Human Krüppel-like transcription factor 11 (KLF11) and CACCC box mutation inhibit activity of the human proinsulin promoter in pancreatic beta-cells

K Laubner ¹, X Niu ¹, C Limbert ¹, MD Brendel ², RG Bretzel ², G Päth ¹, J Seufert ¹

¹University Hospital of Freiburg, Division of Endocrinology and Diabetology, Department of Internal Medicine II, Freiburg, Germany
²University Hospital of Gießen and Marburg, Department of Internal Medicine III, Gießen, Germany

Kongressbeitrag

Objectives: KLF11 (TIEG2), a pancreas enriched Sp1-like transcription factor, is a negative regulator of pancreatic exocrine cell growth. Since a recent study indicated KLF11-induced activation of the human proinsulin promoter, we further investigated the functional role of KLF11 in pancreatic beta-cells.

Methods: RT-PCR, quantitative PCR, Western blot, in vitro translation, EMSA, transient transfections of INS-1 and beta-TC3 beta cells with human proinsulin promoter reporter plasmids and human KLF11 expression plasmids.

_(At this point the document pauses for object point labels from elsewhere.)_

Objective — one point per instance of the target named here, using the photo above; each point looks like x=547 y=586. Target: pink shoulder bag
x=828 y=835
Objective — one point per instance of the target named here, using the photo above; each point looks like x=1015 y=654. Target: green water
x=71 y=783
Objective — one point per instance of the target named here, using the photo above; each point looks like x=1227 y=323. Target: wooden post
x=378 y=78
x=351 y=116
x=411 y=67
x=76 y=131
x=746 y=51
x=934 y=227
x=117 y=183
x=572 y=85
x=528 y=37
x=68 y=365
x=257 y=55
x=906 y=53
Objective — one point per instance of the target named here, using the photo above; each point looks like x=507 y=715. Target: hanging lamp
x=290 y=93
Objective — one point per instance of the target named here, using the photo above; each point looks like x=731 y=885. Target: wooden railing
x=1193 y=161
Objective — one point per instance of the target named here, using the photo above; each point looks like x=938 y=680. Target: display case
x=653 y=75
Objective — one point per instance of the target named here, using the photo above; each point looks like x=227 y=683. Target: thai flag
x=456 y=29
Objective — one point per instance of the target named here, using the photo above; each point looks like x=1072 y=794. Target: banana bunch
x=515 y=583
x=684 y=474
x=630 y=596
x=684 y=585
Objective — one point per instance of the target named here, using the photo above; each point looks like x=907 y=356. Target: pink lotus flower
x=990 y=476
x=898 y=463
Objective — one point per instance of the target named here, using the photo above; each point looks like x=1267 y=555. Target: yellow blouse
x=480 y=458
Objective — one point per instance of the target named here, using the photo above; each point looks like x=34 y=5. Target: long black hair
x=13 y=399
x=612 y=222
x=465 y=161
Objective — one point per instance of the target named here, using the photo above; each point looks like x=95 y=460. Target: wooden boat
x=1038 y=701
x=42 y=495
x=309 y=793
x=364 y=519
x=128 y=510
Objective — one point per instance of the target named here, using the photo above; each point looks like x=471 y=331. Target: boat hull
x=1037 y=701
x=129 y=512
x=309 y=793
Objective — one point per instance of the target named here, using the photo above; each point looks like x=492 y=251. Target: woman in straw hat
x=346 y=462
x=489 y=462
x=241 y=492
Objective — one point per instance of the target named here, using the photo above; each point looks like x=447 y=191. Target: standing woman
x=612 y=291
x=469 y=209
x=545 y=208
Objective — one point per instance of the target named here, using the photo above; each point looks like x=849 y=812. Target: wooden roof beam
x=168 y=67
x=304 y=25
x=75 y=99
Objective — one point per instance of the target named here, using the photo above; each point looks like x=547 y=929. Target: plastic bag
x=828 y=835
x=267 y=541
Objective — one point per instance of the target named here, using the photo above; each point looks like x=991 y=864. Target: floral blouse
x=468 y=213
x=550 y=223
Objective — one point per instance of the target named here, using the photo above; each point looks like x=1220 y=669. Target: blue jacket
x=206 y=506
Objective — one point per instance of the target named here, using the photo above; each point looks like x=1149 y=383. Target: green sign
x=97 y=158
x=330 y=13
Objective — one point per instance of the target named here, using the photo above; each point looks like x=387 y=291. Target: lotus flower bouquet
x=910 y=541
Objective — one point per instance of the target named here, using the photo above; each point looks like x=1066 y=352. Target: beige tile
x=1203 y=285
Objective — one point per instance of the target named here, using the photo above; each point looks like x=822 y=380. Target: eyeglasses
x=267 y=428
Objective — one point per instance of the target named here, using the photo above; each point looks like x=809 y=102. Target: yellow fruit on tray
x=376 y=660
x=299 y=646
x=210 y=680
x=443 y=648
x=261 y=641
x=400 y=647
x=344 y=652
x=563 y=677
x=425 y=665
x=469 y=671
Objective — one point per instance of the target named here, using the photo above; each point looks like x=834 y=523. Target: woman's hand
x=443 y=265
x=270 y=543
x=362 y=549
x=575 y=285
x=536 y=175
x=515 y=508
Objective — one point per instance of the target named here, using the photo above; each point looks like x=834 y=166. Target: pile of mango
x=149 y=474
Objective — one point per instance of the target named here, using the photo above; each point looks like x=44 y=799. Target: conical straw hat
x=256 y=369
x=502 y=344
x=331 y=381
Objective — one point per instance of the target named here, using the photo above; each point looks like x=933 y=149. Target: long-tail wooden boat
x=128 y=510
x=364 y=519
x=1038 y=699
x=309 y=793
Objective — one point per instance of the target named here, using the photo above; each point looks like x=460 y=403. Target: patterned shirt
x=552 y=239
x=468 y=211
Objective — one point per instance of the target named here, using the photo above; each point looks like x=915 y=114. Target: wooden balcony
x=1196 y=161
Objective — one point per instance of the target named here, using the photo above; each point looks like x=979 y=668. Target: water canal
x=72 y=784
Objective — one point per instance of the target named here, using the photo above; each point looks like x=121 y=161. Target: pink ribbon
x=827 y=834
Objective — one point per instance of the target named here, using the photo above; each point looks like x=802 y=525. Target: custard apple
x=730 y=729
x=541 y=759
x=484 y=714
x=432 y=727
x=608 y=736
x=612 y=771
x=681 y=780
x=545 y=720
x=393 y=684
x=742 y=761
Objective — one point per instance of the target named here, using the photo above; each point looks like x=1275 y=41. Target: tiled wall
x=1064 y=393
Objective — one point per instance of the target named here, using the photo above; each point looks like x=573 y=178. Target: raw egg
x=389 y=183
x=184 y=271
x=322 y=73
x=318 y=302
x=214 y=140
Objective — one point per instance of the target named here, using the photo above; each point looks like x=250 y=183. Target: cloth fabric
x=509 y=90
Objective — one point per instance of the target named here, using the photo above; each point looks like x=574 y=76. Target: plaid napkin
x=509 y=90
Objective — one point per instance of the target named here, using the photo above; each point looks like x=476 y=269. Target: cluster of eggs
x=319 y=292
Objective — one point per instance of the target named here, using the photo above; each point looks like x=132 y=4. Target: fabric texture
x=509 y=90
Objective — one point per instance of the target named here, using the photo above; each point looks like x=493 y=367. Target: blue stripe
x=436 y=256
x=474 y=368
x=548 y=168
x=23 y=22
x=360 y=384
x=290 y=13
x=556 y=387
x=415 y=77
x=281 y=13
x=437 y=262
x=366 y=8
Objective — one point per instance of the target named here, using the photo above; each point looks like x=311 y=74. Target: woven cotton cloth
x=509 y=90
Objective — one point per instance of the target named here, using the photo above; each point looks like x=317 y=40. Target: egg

Results: Endogenous KLF11 mRNA expression was found in whole rat pancreas, human pancreatic islets, and INS-1 β-cells and was not affected by high glucose stimulation in INS-1. Cotransfections in INS-1 and beta-TC3 beta-cells of a human (h)KLF11 expression plasmid and a human proinsulin promoter driven reporter plasmid resulted in a substantial dose-dependent and glucose-independent inhibition of proinsulin promoter activity. 5-deletion of the human proinsulin promoter demonstrated that KLF11 acts via upstream DNA sequences above -173 and requires the β-cell specific transcription machinery since hKLF11-mediated inhibition of promoter activity was abolished in HEK293. As putative binding sites of KLF/Sp1-like proteins we identified both a previously described GC box and a CACCC box within the human proinsulin promoter. EMSA verified binding of in vitro translated hKLF11 to the GC box, but neither hKLF11-induced inhibition nor basal human proinsulin promoter activity was altered by GC box mutation or 5-deletion. In contrast, CACCC box mutation substantially reduced basal promoter activity thereby possibly explaining partially diminished hKLF11 inhibition. This effect may be indirect through corepressor function, because binding of in vitro translated hKLF11 to the CACCC box could not be verified by EMSA.

Conclusions: Our data characterize hKLF11 as a glucose- and GC box-independent negative regulator of human proinsulin gene expression and demonstrate a prominent role for the CACCC box in maintaining basal proinsulin promoter activity.